Regresso às políticas assistenciais?

Questões Sociais Face à notória insuficiência da proteção social, deparam-se-nos, em especial, três vias de solução: o progressismo ilimitado; o regresso às políticas assistenciais; e o humanismo integral. O progressismo foi abordado no artigo anterior, dedicando-se este às políticas assistenciais.

Antes dos notáveis avanços dos direitos sociais ao longo do século XX, as políticas sociais caracterizavam-se pela ação assistencial; esta foi praticada inicialmente pelos cidadãos, famílias, comunidades e pelas suas diferentes instituições. Depois, o Estado veio a assumir claramente as suas responsabilidades, embora com muitas limitações; deve salientar-se que, muito antes do Estado moderno, o poder real e outros poderes semelhantes também cooperaram na ação assistencial. As santas casas da misericórdia, inúmeras confrarias ou irmandades, iniciativas diversas de dioceses, paróquias e institutos religiosos, bem como de entidades não confessionais, ilustram bem o esforço realizado antes do Estado moderno. Nos séculos XIX e XX, esta linha de orientação foi renovada, em especial, através da Sociedade de S. Vicente de Paulo (conferências vicentinas), da Cáritas, das organizações não-governamentais e de iniciativas filantrópicas. Entretanto, as «velhas» instituições de assistência foram consagradas, legalmente, como «instituições particulares de solidariedade social».

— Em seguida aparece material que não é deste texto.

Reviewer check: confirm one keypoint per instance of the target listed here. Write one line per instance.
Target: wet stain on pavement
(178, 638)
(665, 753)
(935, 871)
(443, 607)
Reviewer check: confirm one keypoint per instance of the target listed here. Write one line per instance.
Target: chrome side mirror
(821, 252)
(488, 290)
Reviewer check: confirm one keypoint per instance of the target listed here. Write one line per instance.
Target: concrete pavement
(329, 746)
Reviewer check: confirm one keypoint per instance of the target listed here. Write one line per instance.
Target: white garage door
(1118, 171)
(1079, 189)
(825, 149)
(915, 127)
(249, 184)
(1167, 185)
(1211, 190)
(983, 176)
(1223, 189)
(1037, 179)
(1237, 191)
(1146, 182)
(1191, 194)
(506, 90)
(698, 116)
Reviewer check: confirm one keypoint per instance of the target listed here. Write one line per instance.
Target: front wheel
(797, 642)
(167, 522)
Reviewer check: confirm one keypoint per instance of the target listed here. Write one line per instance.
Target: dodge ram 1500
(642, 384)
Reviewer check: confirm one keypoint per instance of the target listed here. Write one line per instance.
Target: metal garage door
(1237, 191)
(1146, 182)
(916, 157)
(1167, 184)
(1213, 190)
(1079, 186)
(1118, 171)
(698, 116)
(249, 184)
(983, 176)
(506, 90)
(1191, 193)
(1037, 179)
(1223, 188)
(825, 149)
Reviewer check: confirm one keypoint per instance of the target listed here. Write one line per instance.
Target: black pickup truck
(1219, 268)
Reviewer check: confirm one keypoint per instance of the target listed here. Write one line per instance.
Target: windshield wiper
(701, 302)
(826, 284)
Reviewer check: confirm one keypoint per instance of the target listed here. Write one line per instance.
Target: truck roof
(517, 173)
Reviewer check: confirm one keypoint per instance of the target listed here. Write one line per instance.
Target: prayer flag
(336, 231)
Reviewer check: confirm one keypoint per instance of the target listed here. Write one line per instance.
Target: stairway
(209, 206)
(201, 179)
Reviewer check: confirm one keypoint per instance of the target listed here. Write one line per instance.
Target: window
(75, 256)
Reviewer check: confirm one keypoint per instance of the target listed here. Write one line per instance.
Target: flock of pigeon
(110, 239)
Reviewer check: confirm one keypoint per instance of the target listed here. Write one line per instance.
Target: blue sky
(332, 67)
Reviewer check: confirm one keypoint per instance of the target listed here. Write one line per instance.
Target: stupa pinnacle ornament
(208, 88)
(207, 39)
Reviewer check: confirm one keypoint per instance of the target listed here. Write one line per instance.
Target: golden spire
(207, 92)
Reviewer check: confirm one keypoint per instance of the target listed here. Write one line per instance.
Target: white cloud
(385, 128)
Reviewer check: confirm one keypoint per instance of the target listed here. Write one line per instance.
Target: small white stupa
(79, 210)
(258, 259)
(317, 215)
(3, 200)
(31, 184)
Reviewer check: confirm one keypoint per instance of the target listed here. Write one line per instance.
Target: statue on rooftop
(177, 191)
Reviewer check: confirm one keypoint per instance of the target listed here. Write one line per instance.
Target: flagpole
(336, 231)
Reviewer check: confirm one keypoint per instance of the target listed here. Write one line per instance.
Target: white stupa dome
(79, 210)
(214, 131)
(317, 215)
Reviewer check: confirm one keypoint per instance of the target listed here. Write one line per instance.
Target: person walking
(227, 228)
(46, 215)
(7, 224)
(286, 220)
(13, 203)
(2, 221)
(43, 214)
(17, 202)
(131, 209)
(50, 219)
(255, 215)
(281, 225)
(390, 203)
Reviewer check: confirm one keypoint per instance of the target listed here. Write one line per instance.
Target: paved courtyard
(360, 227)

A ação assistencial consiste na relação direta com cada pessoa e família, procurando ajudá-las na superação de suas necessidades. Não existe, neste contexto, a consagração de direitos, como hoje os conhecemos; no entanto, sobretudo na perspetiva cristã, reconhece-se, a cada pessoa e a cada família, um direito social inalienável e transcendente, decorrente da dignidade humana, mesmo que não haja direitos consagrados na lei. Entendida neste sentido, a assistência social não aponta para a eliminação de direitos já consagrados; pelo contrário, defende a sua manutenção, e até a melhoria, na medida em que seja possível. Por isso, não faria sentido o regresso às políticas assistenciais de outrora, eliminando direitos; faz, sim, todo o sentido um caminho de síntese – de direitos e assistência, que será abordado no próximo artigo.